Ma la teoria dei giochi, oltre ad essere fondamentale nella formulazione 
di scienze militari, si presenta anche come linguaggio universale per lo 
sviluppo del pensiero razionale, per la teoria delle scelte sociali, per 
l’analisi delle procedure di voto e delle strategie elettorali. 
Non esiste e non può esistere 
un sistema di voto perfetto
TEOREMA DELL’IMPOSSIBILITÀ
(K. ARROW)
 
I nostri politici si arrovellano spesso alla ricerca del meccanismo 
eticamente giusto per costruire un governo davvero rappresentativo delle 
istanze delle diverse componenti sociali. 

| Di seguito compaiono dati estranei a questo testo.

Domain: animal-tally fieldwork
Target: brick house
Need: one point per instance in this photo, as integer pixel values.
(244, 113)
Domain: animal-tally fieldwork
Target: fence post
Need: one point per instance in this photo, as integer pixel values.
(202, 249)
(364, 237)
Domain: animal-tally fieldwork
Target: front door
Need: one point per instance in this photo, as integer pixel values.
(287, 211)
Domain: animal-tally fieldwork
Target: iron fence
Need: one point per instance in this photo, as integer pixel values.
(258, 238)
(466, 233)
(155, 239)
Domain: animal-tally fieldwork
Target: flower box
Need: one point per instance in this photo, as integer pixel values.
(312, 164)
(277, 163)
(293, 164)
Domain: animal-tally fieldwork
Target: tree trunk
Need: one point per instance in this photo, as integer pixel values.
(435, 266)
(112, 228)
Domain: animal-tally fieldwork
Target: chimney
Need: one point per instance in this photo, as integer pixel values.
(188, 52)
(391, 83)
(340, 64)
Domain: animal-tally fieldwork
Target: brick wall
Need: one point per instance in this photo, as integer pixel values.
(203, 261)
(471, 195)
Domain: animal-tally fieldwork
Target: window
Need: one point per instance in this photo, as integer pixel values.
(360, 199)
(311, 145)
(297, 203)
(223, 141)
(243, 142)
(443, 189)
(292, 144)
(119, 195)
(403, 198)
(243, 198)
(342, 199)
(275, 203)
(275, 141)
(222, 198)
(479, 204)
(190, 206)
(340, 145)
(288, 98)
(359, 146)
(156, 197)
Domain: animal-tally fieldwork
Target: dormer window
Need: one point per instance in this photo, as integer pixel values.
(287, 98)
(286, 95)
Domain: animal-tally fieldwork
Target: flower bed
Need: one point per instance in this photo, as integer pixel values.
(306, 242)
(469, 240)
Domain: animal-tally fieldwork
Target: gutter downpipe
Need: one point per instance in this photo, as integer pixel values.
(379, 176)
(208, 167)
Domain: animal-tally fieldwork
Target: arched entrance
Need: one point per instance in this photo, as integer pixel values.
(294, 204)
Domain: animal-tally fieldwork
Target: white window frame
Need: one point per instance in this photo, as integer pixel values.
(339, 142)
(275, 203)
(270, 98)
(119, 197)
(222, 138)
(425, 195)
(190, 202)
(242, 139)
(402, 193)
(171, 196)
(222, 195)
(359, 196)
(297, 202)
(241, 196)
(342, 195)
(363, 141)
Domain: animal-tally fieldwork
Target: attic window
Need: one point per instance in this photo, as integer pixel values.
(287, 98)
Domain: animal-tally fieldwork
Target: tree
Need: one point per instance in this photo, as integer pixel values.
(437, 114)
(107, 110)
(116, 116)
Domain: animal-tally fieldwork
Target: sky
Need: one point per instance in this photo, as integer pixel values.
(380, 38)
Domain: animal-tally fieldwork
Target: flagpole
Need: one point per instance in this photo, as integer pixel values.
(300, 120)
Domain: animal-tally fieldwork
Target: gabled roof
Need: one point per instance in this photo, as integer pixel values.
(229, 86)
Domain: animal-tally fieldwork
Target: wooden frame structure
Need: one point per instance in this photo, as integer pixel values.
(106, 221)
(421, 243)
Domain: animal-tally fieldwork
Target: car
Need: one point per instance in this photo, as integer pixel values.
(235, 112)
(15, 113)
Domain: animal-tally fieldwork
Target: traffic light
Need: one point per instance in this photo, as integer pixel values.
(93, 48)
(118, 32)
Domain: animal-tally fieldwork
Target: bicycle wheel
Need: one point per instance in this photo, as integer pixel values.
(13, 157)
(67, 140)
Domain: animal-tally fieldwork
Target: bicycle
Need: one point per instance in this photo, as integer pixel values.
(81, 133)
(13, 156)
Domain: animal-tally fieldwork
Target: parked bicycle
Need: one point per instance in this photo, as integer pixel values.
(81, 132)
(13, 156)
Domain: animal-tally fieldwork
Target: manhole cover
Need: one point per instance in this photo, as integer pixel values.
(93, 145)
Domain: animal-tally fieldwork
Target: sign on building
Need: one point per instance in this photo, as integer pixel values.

Il problema cruciale è naturalmente quello di individuare una regola di 
decisione che garantisca una razionalità collettiva. Il voto è il simbolo 
stesso della democrazia. Tuttavia non sempre i sistemi elettorali 
rispecchiano fedelmente la volontà degli elettori.  
I problemi e i limiti incontrati nell’individuare una regola di scelta sociale 
che sia razionale fanno sospettare sulla difficoltà di individuarne una 
appropriata: Kenneth Arrow, analizzando vari sistemi di voto, ha 
dimostrato, nel suo “Teorema dell’impossibilità”, che la ricerca di tale 
criterio razionale non è semplicemente difficile ma del tutto impossibile.  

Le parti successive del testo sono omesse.